Recently, I came across an article on RA and sexuality in which the author suggested that if you have RA, you should “reduce your expectations”, sexually speaking. Although I’m sure the author meant well, I felt like screaming. Reduce our expectations? Why? Haven’t we reduced enough of our expectations? Granted, if your expectations are based on gratuitous media images in which trapeze acts, hurling each other into walls and being double-jointed in general seem to be the norm, then perhaps you might want to reduce your expectations. The rest of us, though, should be able to use a little creativity and redefine—rather than “reduce”—our expectations.

Redefining Our Sexuality

Physical Obstacles

Obviously, if you are in the midst of a five-alarm flare you should postpone lovemaking until your symptoms subside. On the other hand, it probably isn’t necessary to wait until you are pain-free before making love (for some of us, that would be a very long wait). In fact, sex—like exercise—may be just what you need to relieve moderate stiffness and pain. Here are a few ideas you can use to prepare your body for lovemaking:

* Try to limit extra activity
Postpone extra chores or errands for another day or delegate a few of them to your partner.

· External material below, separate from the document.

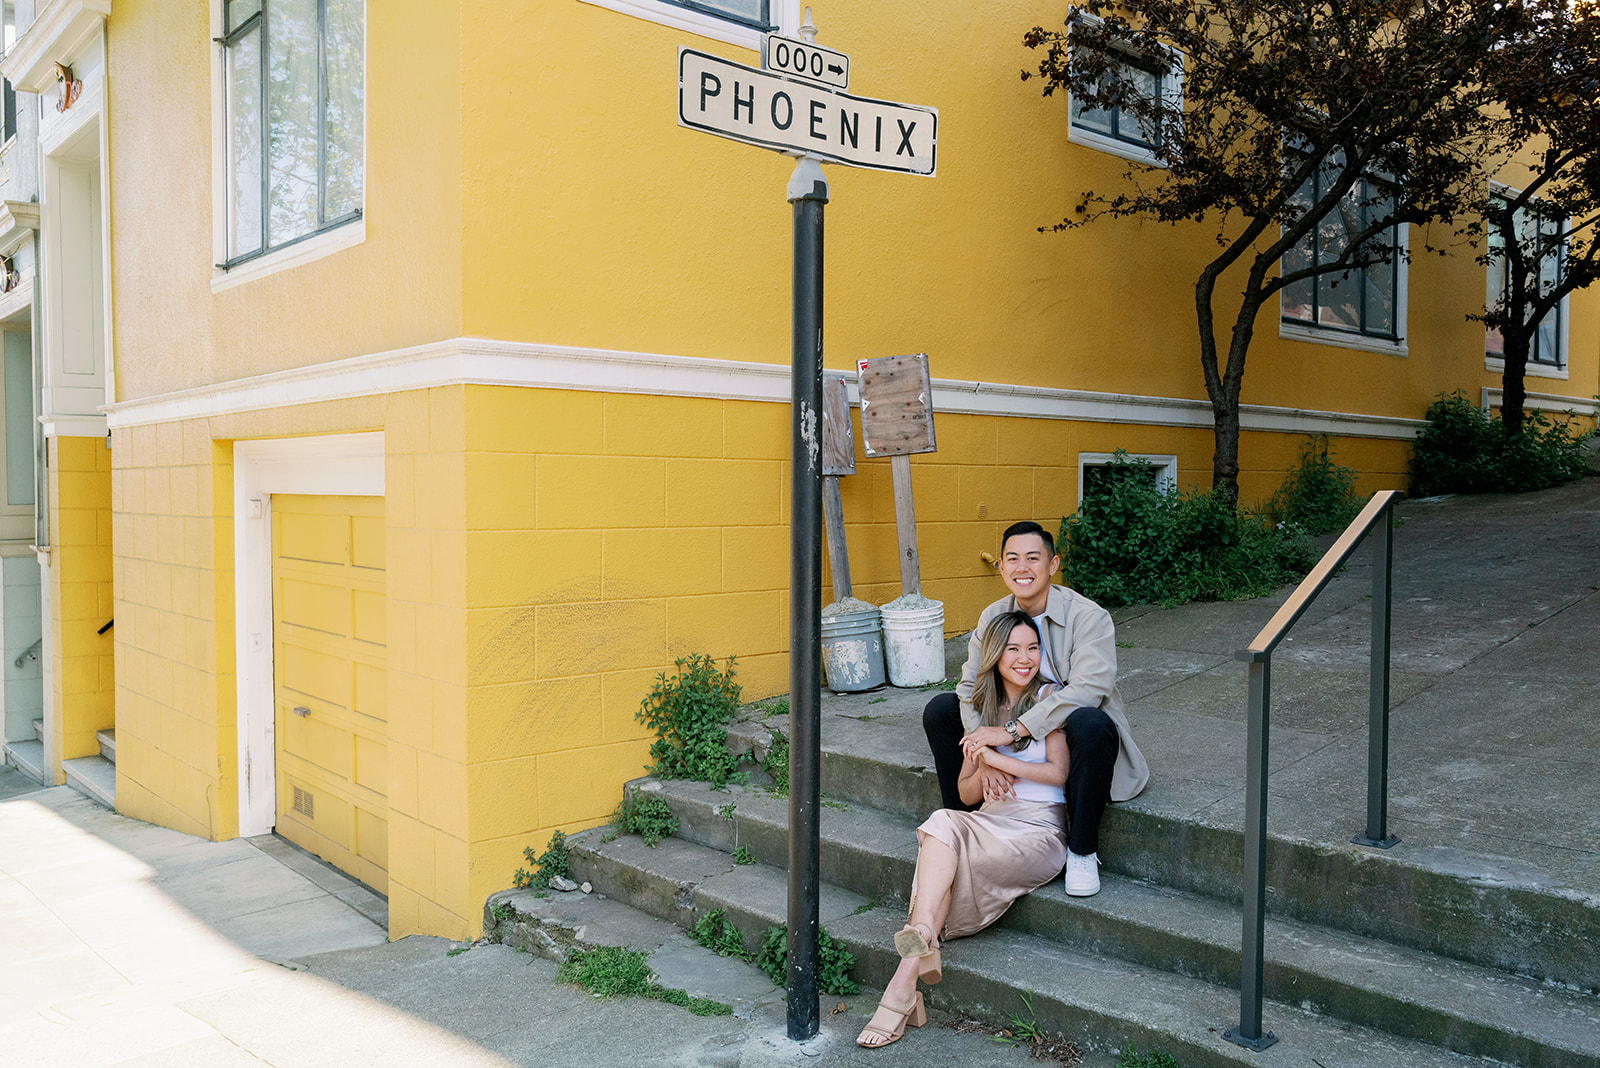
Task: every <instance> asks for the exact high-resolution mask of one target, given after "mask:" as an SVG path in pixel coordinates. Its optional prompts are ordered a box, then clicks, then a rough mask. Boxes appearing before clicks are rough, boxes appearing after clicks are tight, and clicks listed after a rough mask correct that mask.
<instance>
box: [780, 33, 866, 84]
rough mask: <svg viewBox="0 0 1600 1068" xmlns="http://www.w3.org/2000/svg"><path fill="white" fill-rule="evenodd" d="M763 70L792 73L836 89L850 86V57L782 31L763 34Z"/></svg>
mask: <svg viewBox="0 0 1600 1068" xmlns="http://www.w3.org/2000/svg"><path fill="white" fill-rule="evenodd" d="M762 70H776V72H779V74H790V75H794V77H797V78H805V80H806V82H816V83H818V85H827V86H830V88H835V90H848V88H850V56H846V54H845V53H842V51H834V50H832V48H822V46H821V45H808V43H806V42H797V40H795V38H792V37H779V35H778V34H763V35H762Z"/></svg>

* Plan sex for the time of day you feel best…and time your medications accordingly.
Some of us feel stiffness in the mornings; others feel fatigue at night. You know better than anyone when your peak time is…and how to time your medication for maximum comfort.

* Trade spontaneity for anticipation
True, spontaneous sex might be harder to pull off. But don’t discount the fun of anticipation! (e.g. catching each other in the hallways and whispering, “Just two more hours until you-know-what!”)

* Take a warm bath or shower beforehand
Better yet, take one together!

* Warm up with range of motion exercises
Yoga, tai chi, qui gong, Pilates or any range of motion exercise recommended by your doctor or physical therapist will reduce stiffness and enhance enjoyment.

* Create a relaxed atmosphere
Put the kids to bed, turn on the answering machine, light some scented candles, and—if your medication allows you—have a glass of wine.

* Incorporate massage into your foreplay
Scented, flavored massage oil can be warmed and worked into stiff muscles. Therapeutic and erotic!

* Develop subtle signals for your partner
Use a light tap or tug to let your partner know if he or she is hurting you…by the same token, let them know when something feels good, as well.

Positions

It is possible that some positions will cause too much discomfort, but instead of seeing this as yet another limitation, treat this as an opportunity to add some spice to your love life! Buy a copy of the Kama Sutra or Alex Comfort’s Joy of Sex . Experiment with oral sex and marital aids. Arrange pillows to support sore joints.